Split svwiki history files into chunks
Closed, ResolvedPublic

Description

Hello folks at Wikimedia,
some wikipedia metahistory dumps would be better off splitted into files, for example last Swedish metahistory bzip2 dump is 17.2 GB..

What's your thought on the matter?

Enrico

Event Timeline

ArielGlenn triaged this task as Medium priority.Jun 20 2019, 5:20 PM

Svwiki's history run is starting to take long enough to split it up indeed. I'll add this to my todo list.

Thanks!! 😁 If I may push my luck a little bit more: would you consider splitting Cebuano?

The problem here is not about the size itself - 6.6 GB - more about the quantity of articles - 5.4 millions - in one single file: in our use case this hinders parallelism, slowing down the whole process.

Have a nice day,
Enrico

You can ask, but this time I'll say "not yet" :-D

The runtime is not long enough to justify it at this point:

Wiki: cebwiki              Duration: 30h, 55m, Start: 1560139080 (2019-06-10 03:58), End: 1560250398 (2019-06-11 10:53)

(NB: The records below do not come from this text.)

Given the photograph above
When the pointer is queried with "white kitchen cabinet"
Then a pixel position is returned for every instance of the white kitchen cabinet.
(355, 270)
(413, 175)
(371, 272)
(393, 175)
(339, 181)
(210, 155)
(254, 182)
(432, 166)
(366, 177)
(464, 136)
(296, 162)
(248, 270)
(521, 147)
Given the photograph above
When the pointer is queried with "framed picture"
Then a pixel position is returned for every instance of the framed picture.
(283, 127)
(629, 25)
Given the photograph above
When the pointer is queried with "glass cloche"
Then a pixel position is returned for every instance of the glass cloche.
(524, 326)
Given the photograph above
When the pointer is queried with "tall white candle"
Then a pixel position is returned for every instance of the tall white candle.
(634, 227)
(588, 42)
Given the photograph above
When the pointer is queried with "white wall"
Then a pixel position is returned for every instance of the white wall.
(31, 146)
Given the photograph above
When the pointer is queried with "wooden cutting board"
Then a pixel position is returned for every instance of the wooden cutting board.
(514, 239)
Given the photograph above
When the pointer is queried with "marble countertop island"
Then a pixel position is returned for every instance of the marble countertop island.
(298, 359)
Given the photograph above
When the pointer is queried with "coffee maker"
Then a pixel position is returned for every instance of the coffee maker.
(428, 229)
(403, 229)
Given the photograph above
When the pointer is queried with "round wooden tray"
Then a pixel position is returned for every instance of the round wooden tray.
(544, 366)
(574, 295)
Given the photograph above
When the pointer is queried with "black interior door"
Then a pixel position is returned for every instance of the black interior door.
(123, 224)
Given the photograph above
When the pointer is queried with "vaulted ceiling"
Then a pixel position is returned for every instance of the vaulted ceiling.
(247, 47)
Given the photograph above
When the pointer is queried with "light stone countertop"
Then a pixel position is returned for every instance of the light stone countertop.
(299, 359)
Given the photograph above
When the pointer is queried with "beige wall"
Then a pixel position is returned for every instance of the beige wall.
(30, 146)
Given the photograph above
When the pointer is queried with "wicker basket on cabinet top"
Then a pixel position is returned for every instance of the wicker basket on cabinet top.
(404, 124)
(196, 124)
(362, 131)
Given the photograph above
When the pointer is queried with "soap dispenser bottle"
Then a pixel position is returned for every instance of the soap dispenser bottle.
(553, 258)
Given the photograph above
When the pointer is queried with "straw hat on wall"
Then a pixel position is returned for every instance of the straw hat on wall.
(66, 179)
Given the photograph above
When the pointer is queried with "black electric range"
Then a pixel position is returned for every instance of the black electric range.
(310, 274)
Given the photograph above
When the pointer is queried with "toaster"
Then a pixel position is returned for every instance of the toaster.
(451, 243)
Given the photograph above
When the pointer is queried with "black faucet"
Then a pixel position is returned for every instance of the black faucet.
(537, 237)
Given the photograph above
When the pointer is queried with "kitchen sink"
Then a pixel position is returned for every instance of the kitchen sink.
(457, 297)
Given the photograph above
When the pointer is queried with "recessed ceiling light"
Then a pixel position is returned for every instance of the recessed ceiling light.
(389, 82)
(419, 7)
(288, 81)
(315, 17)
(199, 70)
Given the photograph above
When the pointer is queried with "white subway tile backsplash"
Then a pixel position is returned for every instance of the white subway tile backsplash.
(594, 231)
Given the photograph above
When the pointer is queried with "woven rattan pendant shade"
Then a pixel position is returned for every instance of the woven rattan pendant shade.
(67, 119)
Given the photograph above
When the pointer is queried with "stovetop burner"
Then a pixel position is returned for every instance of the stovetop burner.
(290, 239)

I get a nice little chart of these every month for the revision history content jobs, among other things, showing which wikis are the slowest. 30 hours is really pretty decent.

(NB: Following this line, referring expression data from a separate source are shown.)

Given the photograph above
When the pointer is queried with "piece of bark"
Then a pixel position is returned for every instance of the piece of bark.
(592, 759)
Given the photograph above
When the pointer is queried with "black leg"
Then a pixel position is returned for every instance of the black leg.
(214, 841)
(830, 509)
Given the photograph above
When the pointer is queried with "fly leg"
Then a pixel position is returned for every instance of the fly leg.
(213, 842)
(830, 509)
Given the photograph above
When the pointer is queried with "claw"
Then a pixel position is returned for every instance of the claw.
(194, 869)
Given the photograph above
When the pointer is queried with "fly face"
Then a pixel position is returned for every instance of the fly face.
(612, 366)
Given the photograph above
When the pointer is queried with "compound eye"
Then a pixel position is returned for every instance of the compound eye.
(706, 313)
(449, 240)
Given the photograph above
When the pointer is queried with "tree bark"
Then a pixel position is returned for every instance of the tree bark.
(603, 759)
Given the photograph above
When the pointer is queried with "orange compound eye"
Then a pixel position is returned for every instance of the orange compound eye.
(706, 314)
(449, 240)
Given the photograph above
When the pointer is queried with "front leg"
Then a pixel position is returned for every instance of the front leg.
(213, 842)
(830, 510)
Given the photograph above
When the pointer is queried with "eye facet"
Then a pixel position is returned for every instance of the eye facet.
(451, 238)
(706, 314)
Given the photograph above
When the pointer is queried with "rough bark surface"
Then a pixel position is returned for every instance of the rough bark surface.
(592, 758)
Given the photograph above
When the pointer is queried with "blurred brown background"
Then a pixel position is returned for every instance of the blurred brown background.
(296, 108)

In the future (the near-mid future, not the long-term future) I expect t have tools that will let you write pages within a given offset range in the file, to an output stream for processing. This will involve some bzip2 block trickiness, which is why we don't have the tools just yet.

Well played, well played... we'll keep our fingers crossed for your tools then ;)

Thanks again,
Enrico

Reedy renamed this task from Unsplitted BIG metahistory files to Split svwiki history files into chunks.Jun 20 2019, 8:11 PM

Change 518189 had a related patch set uploaded (by ArielGlenn; owner: ArielGlenn):
[operations/puppet@production] svwiki officially 'big', 6 dumps jobs in parallel like the others

https://gerrit.wikimedia.org/r/518189

Change 518189 merged by ArielGlenn:
[operations/puppet@production] svwiki officially 'big', 6 dumps jobs in parallel like the others

https://gerrit.wikimedia.org/r/518189

This is now live and should take effect with today's run, which will start later in the day than usual, as we are waiting for wikidata to finish up.

ArielGlenn claimed this task.

Svwiki dumps are running now and I see that separate stub files are being produced, so this task can be closed.